27 June 2018

Participatory condominium financing in real estate

By Sami Baruh

By Nicolas Terrier

Who hasn’t wanted to invest in stone?

Real estate is a tangible investment, based on a relatively stable income, but not for everyone. Indeed, this privileged investment has long been inaccessible to the general public. This is because of high barriers to entry, whether because the best opportunities remain between professionals, the wealthy and institutional investors, or simply because the purchase price of a building remains unaffordable for the majority of the population.

Become a co-owner starting from CHF 25’000

But times are changing, and participatory financing is helping to break down these barriers. This new financing model simply brings together individual investors to pool their funds and invest them in a building with a return. This democratizes real estate investment by allowing everyone to become a direct owner with a small amount of money, thereby reducing risk while increasing return on equity.

How does equity co-ownership financing in real estate work?

There are several types of equity financing in real estate. The simplest and the most “revolutionary” in Switzerland is participatory condominium financing. Arriving in 2016, this type of investment has tripled in terms of amount, from 32 million raised in 2016 to 116 million in 2017, as shown below.

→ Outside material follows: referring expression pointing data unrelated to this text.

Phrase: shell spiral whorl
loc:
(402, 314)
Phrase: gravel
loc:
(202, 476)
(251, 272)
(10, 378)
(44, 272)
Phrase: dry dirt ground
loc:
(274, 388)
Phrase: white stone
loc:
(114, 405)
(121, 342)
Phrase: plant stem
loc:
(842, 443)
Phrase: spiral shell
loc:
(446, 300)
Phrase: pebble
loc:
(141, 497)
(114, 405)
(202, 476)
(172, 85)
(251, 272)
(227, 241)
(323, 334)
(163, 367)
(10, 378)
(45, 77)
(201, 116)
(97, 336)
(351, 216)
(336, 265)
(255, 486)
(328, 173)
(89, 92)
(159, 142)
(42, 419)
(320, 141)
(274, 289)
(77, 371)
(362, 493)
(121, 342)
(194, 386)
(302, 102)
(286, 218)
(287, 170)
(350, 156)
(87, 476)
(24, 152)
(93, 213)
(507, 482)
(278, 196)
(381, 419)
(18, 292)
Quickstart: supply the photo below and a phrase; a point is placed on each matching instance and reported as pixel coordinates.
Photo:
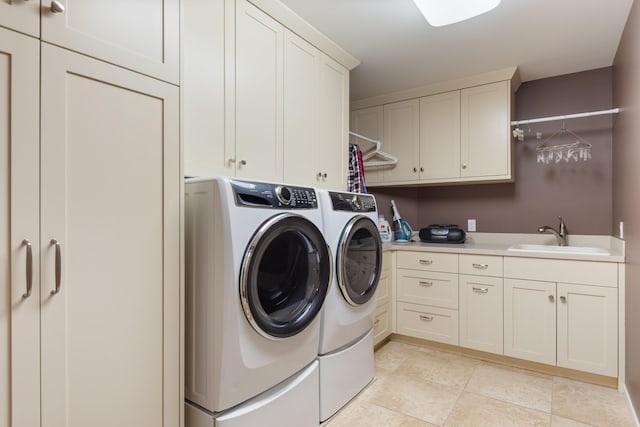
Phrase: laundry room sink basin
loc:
(553, 249)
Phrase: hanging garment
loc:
(355, 175)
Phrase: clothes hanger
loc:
(387, 159)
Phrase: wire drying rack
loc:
(578, 150)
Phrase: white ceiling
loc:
(399, 50)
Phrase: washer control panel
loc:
(264, 195)
(352, 202)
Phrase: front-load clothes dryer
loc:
(257, 273)
(346, 337)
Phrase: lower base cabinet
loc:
(481, 313)
(428, 322)
(557, 312)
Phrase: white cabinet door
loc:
(402, 138)
(202, 88)
(368, 122)
(19, 216)
(485, 131)
(139, 35)
(440, 136)
(301, 105)
(588, 328)
(481, 313)
(333, 128)
(20, 15)
(110, 190)
(530, 320)
(259, 94)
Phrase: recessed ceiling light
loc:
(445, 12)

The principle lies in the fact that each individual becomes the owner in the land register of a part of the building in proportion to his investment. This gives him the possibility to receive net rents, to participate in the potential capital gain in case of resale, and also to take part in strategic decisions.

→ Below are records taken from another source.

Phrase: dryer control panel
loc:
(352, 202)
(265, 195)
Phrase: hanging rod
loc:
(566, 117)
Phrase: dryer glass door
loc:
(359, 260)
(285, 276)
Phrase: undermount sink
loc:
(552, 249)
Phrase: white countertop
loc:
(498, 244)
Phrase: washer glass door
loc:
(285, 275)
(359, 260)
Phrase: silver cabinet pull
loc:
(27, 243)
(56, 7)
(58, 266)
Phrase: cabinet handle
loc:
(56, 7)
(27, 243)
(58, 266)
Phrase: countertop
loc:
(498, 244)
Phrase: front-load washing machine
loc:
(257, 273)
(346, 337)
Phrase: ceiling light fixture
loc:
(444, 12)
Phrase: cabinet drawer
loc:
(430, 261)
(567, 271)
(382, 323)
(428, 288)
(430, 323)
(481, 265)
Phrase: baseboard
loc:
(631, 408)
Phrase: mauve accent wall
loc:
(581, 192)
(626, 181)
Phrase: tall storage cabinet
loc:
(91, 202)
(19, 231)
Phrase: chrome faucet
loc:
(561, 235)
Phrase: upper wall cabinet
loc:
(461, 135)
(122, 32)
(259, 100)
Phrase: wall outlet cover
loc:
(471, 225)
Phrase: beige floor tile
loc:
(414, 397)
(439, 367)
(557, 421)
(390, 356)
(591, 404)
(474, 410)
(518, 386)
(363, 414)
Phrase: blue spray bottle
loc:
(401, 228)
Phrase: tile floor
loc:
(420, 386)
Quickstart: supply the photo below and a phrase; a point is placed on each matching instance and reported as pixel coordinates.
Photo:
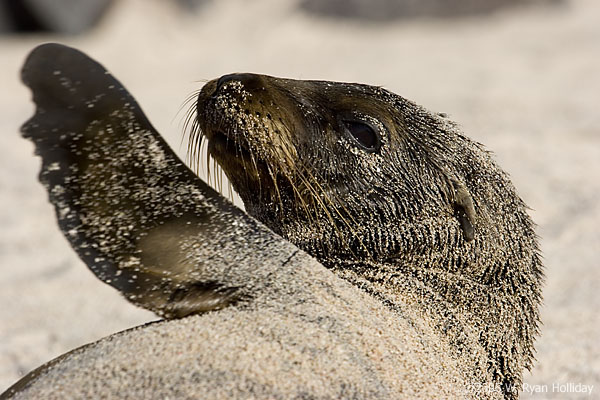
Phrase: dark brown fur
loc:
(429, 216)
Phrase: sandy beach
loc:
(524, 81)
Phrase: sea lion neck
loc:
(393, 198)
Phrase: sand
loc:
(522, 81)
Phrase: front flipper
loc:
(135, 214)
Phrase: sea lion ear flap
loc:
(464, 210)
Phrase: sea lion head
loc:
(339, 169)
(392, 197)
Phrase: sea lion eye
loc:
(363, 134)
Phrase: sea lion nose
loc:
(247, 80)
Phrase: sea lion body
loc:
(439, 260)
(390, 196)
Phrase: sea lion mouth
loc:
(240, 135)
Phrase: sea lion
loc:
(145, 224)
(391, 197)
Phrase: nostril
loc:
(226, 78)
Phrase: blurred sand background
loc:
(525, 81)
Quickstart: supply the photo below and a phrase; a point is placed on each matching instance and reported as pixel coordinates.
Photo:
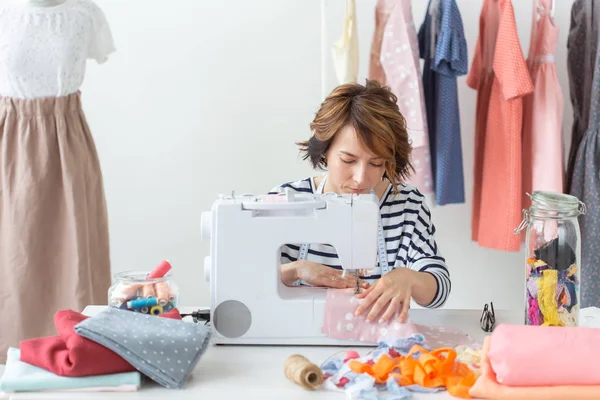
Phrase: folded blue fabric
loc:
(21, 377)
(165, 350)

The total amount of funds raised will constitute the equity for the acquisition of the property, supplemented by a mortgage loan from a banking institution. Don’t panic, this new model decouples the mortgage loan obtained from the banking partner. In other words, each individual is only liable for the amount of debt in proportion to his or her investment. This is akin to owning a miniature building.

What is the difference with condominiums?

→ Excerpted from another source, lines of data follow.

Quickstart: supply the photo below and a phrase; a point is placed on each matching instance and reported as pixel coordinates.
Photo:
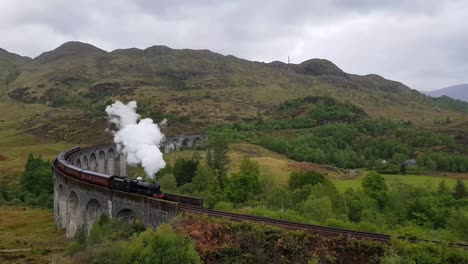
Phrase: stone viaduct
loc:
(79, 204)
(184, 141)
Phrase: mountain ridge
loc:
(198, 88)
(459, 91)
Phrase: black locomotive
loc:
(119, 183)
(138, 186)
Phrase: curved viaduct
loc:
(184, 141)
(78, 204)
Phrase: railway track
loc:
(322, 230)
(194, 205)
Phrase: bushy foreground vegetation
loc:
(35, 188)
(113, 241)
(399, 209)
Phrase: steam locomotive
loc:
(120, 183)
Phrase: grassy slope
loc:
(208, 88)
(15, 144)
(277, 168)
(25, 228)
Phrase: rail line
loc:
(193, 205)
(322, 230)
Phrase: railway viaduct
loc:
(184, 141)
(78, 204)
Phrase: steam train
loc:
(119, 183)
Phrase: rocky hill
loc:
(459, 92)
(197, 88)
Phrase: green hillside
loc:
(194, 89)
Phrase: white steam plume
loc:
(138, 140)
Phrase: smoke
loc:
(139, 140)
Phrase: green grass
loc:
(16, 144)
(427, 182)
(28, 228)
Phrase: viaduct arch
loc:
(170, 144)
(78, 204)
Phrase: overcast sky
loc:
(422, 43)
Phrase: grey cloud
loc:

This type of co-ownership also differs from the PPE that we are familiar with in Switzerland. Indeed, in a PPE, each owner is the holder of a share which is, according to the rules of the co-owners, linked to an apartment, potentially conferring decision-making differences arising from a conflict of interest relating to the apartment that the owner holds. In the context of participatory co-ownership financing, there is no distinction, each owner owns the entire property to the extent of a fraction. Therefore, the financing platform acts as a support in decisions by providing the co-owners with all the necessary data.

References

Prof. Dr. Andreas Dietrich, S. A. (2018). Crowdfunding Monitoring Switzerland 2018. Institute of Financial Services Zug (IFZ).